Wi-Fi allows connection to the Internet from a couch at home, a bed in a hotel room, or a conference room at work, without wires. Wi-Fi is a wireless technology similar to that used in a cell phone that enables such devices, e.g., computers, to send and receive data indoors and out; anywhere within the range of a base station. Wi-Fi networks use radio technologies called IEEE 802.11 (a, b, g, etc.) to provide secure, reliable, fast wireless connectivity. A Wi-Fi network can be used to connect computers to each other, to the Internet, and to wired networks (which use IEEE 802.3 or Ethernet). Wi-Fi networks operate in the unlicensed 2.4 and 5 GHz radio bands, at an 11 Mbps (802.11a) or 54 Mbps (802.11b) data rate, for example, or with products that contain both bands (dual band), so the networks can provide real-world performance similar to the basic 10BaseT wired Ethernet networks used in many offices.

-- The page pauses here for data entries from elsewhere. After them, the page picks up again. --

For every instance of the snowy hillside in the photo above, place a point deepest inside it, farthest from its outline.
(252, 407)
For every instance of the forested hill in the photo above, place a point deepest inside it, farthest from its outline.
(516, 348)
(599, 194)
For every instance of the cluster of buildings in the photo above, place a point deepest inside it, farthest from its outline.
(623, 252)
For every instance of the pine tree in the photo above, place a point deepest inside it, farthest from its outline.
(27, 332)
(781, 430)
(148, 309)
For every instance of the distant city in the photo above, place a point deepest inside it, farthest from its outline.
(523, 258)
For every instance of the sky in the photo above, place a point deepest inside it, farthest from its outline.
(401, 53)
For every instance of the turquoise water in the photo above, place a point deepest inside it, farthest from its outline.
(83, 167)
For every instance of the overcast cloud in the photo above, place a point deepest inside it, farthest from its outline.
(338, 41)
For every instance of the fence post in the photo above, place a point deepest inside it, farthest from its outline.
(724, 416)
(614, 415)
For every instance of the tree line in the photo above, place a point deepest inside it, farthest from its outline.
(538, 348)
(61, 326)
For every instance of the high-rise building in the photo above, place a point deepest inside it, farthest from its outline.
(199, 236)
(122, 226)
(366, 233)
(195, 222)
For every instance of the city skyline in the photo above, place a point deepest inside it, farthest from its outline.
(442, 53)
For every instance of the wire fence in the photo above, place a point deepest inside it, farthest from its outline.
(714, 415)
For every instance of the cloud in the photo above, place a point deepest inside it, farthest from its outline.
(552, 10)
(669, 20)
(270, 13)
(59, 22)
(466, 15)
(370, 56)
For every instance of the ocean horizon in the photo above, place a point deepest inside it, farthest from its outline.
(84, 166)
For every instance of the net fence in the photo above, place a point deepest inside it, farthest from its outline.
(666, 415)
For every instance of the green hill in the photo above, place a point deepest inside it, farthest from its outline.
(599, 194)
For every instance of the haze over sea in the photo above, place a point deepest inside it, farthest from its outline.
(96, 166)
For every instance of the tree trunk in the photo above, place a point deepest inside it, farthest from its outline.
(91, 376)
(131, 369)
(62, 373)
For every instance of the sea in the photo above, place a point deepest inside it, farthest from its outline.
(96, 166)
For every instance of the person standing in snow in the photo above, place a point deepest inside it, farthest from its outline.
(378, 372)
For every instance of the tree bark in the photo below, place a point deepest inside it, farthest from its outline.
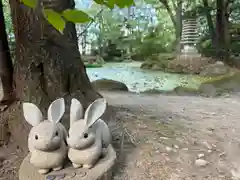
(48, 64)
(209, 22)
(222, 30)
(6, 66)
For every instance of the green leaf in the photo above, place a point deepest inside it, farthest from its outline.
(110, 3)
(30, 3)
(55, 19)
(124, 3)
(76, 16)
(99, 1)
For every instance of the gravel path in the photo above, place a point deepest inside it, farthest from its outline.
(170, 138)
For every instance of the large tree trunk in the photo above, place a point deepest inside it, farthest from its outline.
(222, 30)
(6, 70)
(178, 28)
(209, 22)
(6, 66)
(48, 64)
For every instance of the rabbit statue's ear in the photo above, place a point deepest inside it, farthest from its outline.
(76, 110)
(95, 111)
(32, 114)
(56, 110)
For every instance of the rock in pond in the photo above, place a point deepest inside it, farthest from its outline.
(216, 69)
(109, 85)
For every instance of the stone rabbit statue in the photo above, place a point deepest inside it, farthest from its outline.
(47, 138)
(88, 135)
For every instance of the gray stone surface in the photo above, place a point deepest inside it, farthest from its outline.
(101, 171)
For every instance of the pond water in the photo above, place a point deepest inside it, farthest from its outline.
(139, 80)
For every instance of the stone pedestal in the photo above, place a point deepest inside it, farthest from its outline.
(102, 170)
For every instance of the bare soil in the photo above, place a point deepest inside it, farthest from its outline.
(160, 137)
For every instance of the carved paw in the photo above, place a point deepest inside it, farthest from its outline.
(88, 166)
(43, 171)
(58, 168)
(77, 165)
(104, 152)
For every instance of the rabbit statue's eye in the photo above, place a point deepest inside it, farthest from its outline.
(36, 137)
(85, 135)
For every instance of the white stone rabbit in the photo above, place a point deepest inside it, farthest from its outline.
(47, 138)
(88, 136)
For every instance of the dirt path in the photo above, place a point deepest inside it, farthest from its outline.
(171, 132)
(164, 135)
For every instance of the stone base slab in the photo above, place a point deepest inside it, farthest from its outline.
(102, 170)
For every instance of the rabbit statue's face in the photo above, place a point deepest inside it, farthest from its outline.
(46, 136)
(80, 138)
(82, 132)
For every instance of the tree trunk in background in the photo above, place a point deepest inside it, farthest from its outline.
(48, 64)
(178, 28)
(222, 31)
(209, 22)
(6, 66)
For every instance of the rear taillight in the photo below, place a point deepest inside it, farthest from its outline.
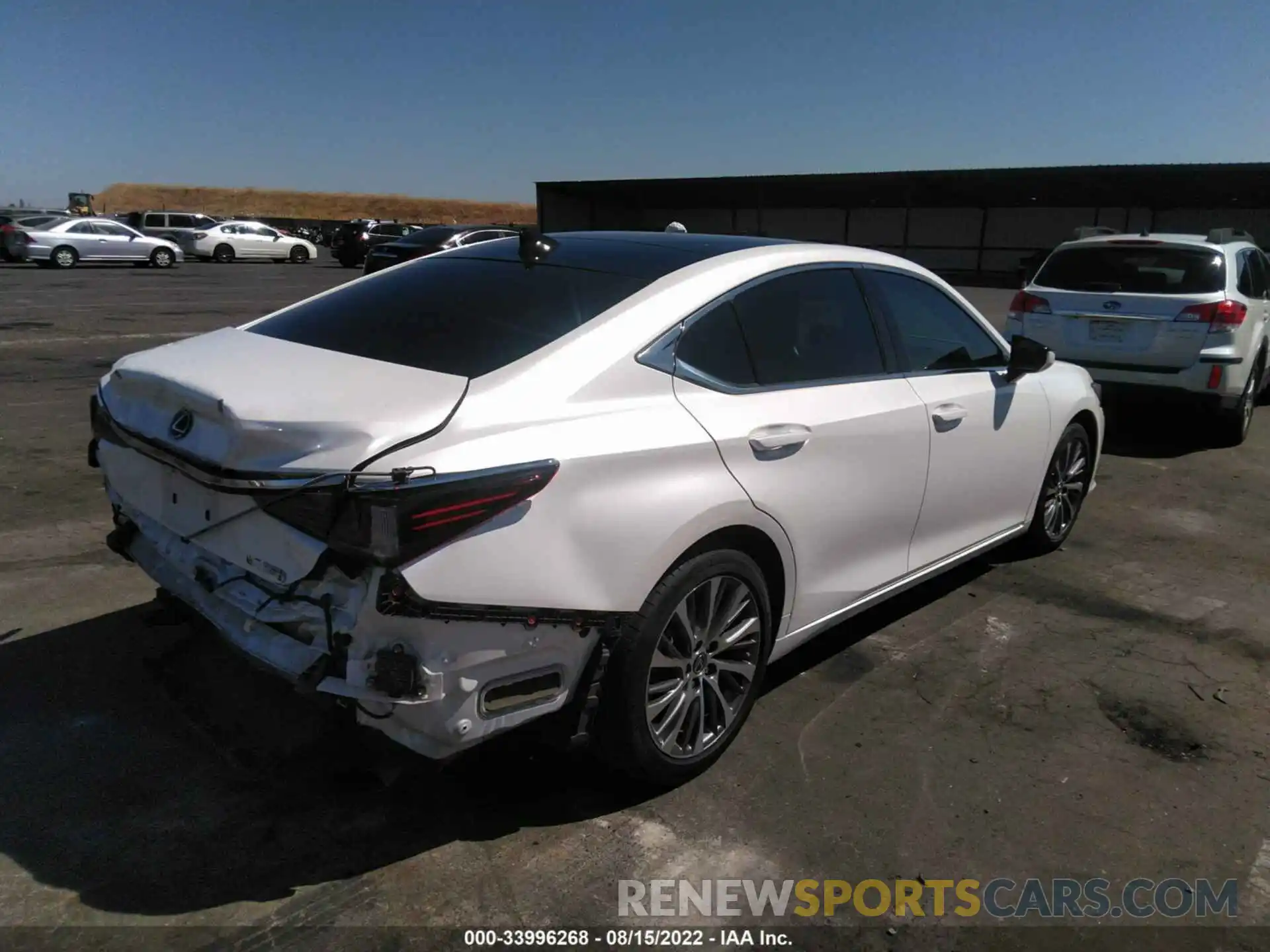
(394, 524)
(1220, 315)
(1028, 303)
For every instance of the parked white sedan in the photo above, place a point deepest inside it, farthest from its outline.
(64, 243)
(601, 475)
(252, 240)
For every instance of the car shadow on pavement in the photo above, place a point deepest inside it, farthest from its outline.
(835, 649)
(1142, 429)
(153, 772)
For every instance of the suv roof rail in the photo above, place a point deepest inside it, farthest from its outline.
(1094, 231)
(1222, 237)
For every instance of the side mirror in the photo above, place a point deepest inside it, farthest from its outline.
(1028, 356)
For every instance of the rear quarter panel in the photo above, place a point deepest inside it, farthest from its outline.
(1071, 391)
(639, 484)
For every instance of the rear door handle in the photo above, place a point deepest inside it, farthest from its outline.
(780, 436)
(948, 413)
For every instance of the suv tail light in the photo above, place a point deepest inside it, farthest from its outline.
(394, 524)
(1220, 315)
(1028, 303)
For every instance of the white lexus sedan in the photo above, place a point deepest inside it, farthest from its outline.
(603, 476)
(232, 240)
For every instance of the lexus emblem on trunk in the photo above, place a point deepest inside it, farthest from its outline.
(181, 424)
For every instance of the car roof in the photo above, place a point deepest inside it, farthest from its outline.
(640, 254)
(1161, 237)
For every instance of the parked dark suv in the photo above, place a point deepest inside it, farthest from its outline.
(426, 241)
(351, 241)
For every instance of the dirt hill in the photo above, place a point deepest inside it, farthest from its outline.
(308, 205)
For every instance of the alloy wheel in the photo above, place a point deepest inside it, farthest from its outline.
(1249, 400)
(1064, 488)
(704, 666)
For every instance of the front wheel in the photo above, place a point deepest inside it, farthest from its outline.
(685, 672)
(64, 257)
(1067, 483)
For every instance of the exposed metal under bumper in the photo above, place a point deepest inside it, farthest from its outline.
(287, 656)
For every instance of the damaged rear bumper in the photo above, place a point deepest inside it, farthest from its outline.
(455, 674)
(288, 656)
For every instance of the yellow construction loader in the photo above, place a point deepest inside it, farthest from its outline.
(80, 204)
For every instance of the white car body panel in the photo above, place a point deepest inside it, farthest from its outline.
(987, 419)
(650, 465)
(865, 440)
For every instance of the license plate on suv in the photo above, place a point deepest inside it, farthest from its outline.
(1107, 332)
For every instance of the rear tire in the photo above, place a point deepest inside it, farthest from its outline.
(663, 724)
(1234, 424)
(64, 257)
(1062, 494)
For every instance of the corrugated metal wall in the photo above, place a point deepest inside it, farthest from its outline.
(988, 241)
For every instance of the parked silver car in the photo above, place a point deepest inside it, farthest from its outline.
(19, 220)
(66, 243)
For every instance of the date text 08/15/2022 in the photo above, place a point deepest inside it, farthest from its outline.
(624, 938)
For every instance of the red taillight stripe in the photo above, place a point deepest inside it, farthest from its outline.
(448, 518)
(439, 510)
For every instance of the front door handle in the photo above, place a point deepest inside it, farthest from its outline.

What has been described above includes examples of aspects of the claimed subject matter. It is, of course, not possible to describe every conceivable combination of components or methodologies for purposes of describing the claimed subject matter, but one of ordinary skill in the art may recognize that many further combinations and permutations of the disclosed subject matter are possible. Accordingly, the disclosed subject matter is intended to embrace all such alterations, modifications and variations that fall within the spirit and scope of the appended claims. Furthermore, to the extent that the terms “includes,” “has” or “having” are used in either the detailed description or the claims, such terms are intended to be inclusive in a manner similar to the term “comprising” as “comprising” is interpreted when employed as a transitional word in a claim.